The demos of Safari were what impressed me most, and I agree in principle with the Safari developers when they talk about the impending end of the ‘mobile web.’ At least, I agree that Safari on the iPhone represents the end of an era where it was necessary to apologize for the mobile web. However, immediately after the keynote, potential early adopters started getting some bad news as word spread that 3rd party apps would not be welcome on the iPhone. Today, this was confirmed by Jobs.

The silver lining for those of us in the Ajax space is that we will have a captive audience of users hungry for innovative 3rd party software, and there’s no other way to deliver it than through Safari.
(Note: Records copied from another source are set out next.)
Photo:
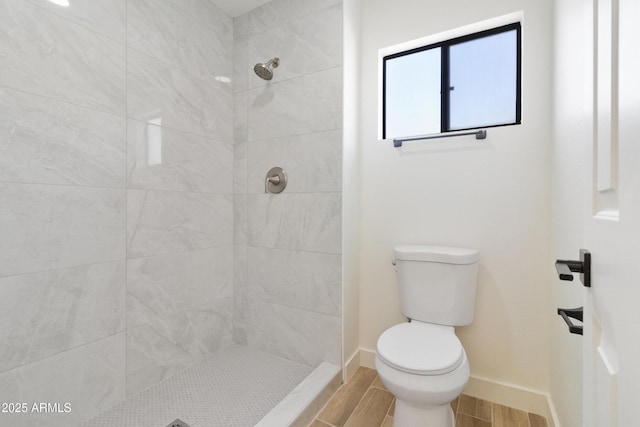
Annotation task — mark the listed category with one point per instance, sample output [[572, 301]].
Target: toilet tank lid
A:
[[442, 254]]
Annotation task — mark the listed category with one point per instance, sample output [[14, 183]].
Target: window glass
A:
[[483, 81], [412, 93], [468, 82]]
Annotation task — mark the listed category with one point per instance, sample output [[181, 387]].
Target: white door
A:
[[611, 369]]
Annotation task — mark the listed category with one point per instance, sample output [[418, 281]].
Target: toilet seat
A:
[[421, 348]]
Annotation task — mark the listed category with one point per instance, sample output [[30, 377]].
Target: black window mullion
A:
[[444, 88]]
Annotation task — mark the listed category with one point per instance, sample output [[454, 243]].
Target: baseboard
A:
[[368, 358], [510, 395], [513, 396], [351, 366]]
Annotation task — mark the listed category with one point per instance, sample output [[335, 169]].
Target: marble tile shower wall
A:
[[116, 198], [288, 283]]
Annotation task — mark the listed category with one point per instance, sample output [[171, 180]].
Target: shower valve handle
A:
[[275, 181]]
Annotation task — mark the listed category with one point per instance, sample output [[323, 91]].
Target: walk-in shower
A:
[[145, 275]]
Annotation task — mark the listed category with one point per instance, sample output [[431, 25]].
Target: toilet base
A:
[[407, 415]]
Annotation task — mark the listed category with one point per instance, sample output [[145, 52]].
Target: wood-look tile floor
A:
[[365, 402]]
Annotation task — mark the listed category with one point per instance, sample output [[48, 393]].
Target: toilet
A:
[[422, 362]]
We have the opportunity to create powerful new browsing experiences for mobile users, potentially using techniques such as Brad Neuberg’s incredibly cool work on the Dojo Offline Toolkit to provide seamless operation when a connection is unavailable.

So, while I agree with the Safari developers that the mobile web will hopefully no longer be the ugly stepchild, I don’t think the mobile web as a separate concept is necessarily going away. There will still be specialization of mobile apps, but instead of specialization to work around the inherent limitations of the platform, it will be specialization to build applications with all the richness and vitality of native applications. Ajax will play a huge role there.